In order to fulfill my idea, and I also happened to know OpenOffice.org also has language checker, the LanguageTool.

Today, I tested JPype in order to have Java VM and package running with Python. The original Java example is:


JLanguageTool langTool = new JLanguageTool(Language.ENGLISH);
langTool.activateDefaultPatternRules();
List<rulematch> matches = langTool.check("A sentence " +
"with a error in the Hitchhiker's Guide tot he Galaxy");
for (RuleMatch match : matches) {
System.out.println("Potential error at line " +
match.getEndLine() + ", column " +
match.getColumn() + ": " + match.getMessage());
System.out.println("Suggested correction: " +
match.getSuggestedReplacements());
}

With the help from JPype, the equvalient code is


#!/usr/bin/python
# Simple proof test of using Java package in Python

from jpype import JPackage, startJVM, shutdownJVM


startJVM("/opt/sun-jdk-1.6.0.13/jre/lib/amd64/server/libjvm.so",
"-Djava.class.path=LanguageTool.jar")
#startJVM("/path/to/libjvm.so", "-Djava.class.path=/path/to/LanguageTool.jar")

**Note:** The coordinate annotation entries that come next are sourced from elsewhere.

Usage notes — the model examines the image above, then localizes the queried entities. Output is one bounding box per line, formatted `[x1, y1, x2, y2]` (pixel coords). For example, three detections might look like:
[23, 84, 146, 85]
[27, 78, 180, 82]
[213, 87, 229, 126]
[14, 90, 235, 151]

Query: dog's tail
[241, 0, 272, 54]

LT = JPackage('de').danielnaber.languagetool
langTool = LT.JLanguageTool(LT.Language.ENGLISH)
langTool.activateDefaultPatternRules();
matches = langTool.check("A sentence with a error " +
"in the Hitchhiker's Guide tot he Galaxy")
for match in matches:
print "Potential error at line ", match.getEndLine(),\
", column ", match.getColumn(), ": ", match.getMessage()
print "Suggested correction: ", match.getSuggestedReplacements()

shutdownJVM()

If you want to run by yourself, you need to set up two paths, one is to the Java VM. In the example, which is for Gentoo. You can find / -name libjvm.so on Linux. The other path is to located the LanguageTool.jar, which you can find it in ZIP(oxt)1.

Actually, I don’t have to load the package, LanguageTool also support web server mode, but I think I prefer to load it if I will be going to use it. I know there is another Java related language, Jython, but I never touched that before.

As for the results, they look good:


Potential error at line 0 , column 16 : Use <suggestion>an</suggestion> instead of 'a' if the following word starts with a vowel sound, e.g. 'an article', 'an hour'
Suggested correction: [an]
Potential error at line 0 , column 50 : Did you mean <suggestion>to the</suggestion>?
Suggested correction: [to the]

However, the process time is quite long. On my computer—Core 2 Duo, 1.83G, it took around 300ms to 500ms.

I have not tried to find other checkers, maybe I will find one and also a Python one?

[1]http://sourceforge.net/project/showfiles.php?group_id=27298&g=1 is gone.